A shot whizzed past Roberts and struck a person behind him. He ran and slid on the ground into a doorway for cover. Dr. Thomas E. Brigham and Dr. Alan W. London were shot dead. Four others would die and 22 were injured before Senior Airman Andrew P. Brown, 25 at the time and on a bike, dodged one shot and struck Mellberg twice, the second one the fatal shot.
“They shipped us to the rec center, bloody, interviewed us and went home. I never thought I’d be in a shooting situation as a dental tech,” said Roberts.
He left the Navy in 1997, went to college and got a job. Then the Iraq War started.
“I told my Mama, ‘I owe the military 12 years then I can retire. I think i am young enough where I can contribute.’ So in 2006 I came back with the Army as a transportation specialist,” said Roberts.
The Army had other plans for him. “They said I was going to make a great combat engineer and I went to school. I became an engineer officer, which is basically infantry with explosions. We did border patrol and here I was, a former dental tech sharing a battle space with a lieutenant,” said Roberts.
He survived with no combat experience thanks to Vietnam War veterans and former police officers. Roberts said the Persian Gulf War was quick. Fighting in Afghanistan and Iraq was more like the Vietnam War.
“For a lot of the contractors and (administrative) positions, they were hiring guys who had background in guerrilla warfare from Vietnam,” said Roberts. “We had Steve Vines embedded with us. He had been retired border control, he had been a cop, a national pistol champion. They went down there and taught taught us guerrilla warfare. Think about it, when we were coming out of the Cold War, we were thinking about conventional warfare. The Persian Gulf war lasted, what, two weeks? So we had no experience with those types of tactics.”
Thanks to Vietnam War veterans, they were able to identify different improvised explosive device’s that were causing them to lose supply trucks.
“The first part of the war, it was really a blessing to have these guys. They they gave us the knowledge. ... They were the only ones left with that kind of knowledge and that’s what Afghanistan and Iraq has been,” said Roberts.

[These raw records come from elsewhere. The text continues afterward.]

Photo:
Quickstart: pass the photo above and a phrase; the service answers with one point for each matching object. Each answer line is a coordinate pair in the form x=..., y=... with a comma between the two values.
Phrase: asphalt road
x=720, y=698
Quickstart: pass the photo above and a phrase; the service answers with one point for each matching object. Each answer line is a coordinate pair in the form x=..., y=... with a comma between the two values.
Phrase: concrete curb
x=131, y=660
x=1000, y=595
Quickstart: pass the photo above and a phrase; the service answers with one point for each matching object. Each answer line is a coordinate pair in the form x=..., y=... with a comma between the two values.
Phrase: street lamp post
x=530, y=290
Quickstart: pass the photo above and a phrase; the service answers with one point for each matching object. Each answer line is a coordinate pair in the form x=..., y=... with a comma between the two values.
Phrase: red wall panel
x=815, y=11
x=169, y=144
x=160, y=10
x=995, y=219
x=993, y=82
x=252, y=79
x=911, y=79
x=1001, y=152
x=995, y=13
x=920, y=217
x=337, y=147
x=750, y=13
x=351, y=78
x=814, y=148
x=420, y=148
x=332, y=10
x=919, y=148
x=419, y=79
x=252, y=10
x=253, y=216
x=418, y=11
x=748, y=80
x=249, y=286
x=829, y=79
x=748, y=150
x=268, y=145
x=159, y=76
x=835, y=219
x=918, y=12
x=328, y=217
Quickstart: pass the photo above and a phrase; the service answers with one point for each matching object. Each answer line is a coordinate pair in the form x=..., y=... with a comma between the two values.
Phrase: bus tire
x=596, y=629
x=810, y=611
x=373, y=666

When Roberts received his truck from the Texas Wounded Warrior Foundation, he made another profound statement, this time fighting back tears.
“In the military we fight for each other; race, creed, doesn’t matter,” Roberts said. “The world’s kind of crazy right now. So things like this, I think is an inspiration to everybody across the U.S. ... I can’t express how I am appreciative of it.”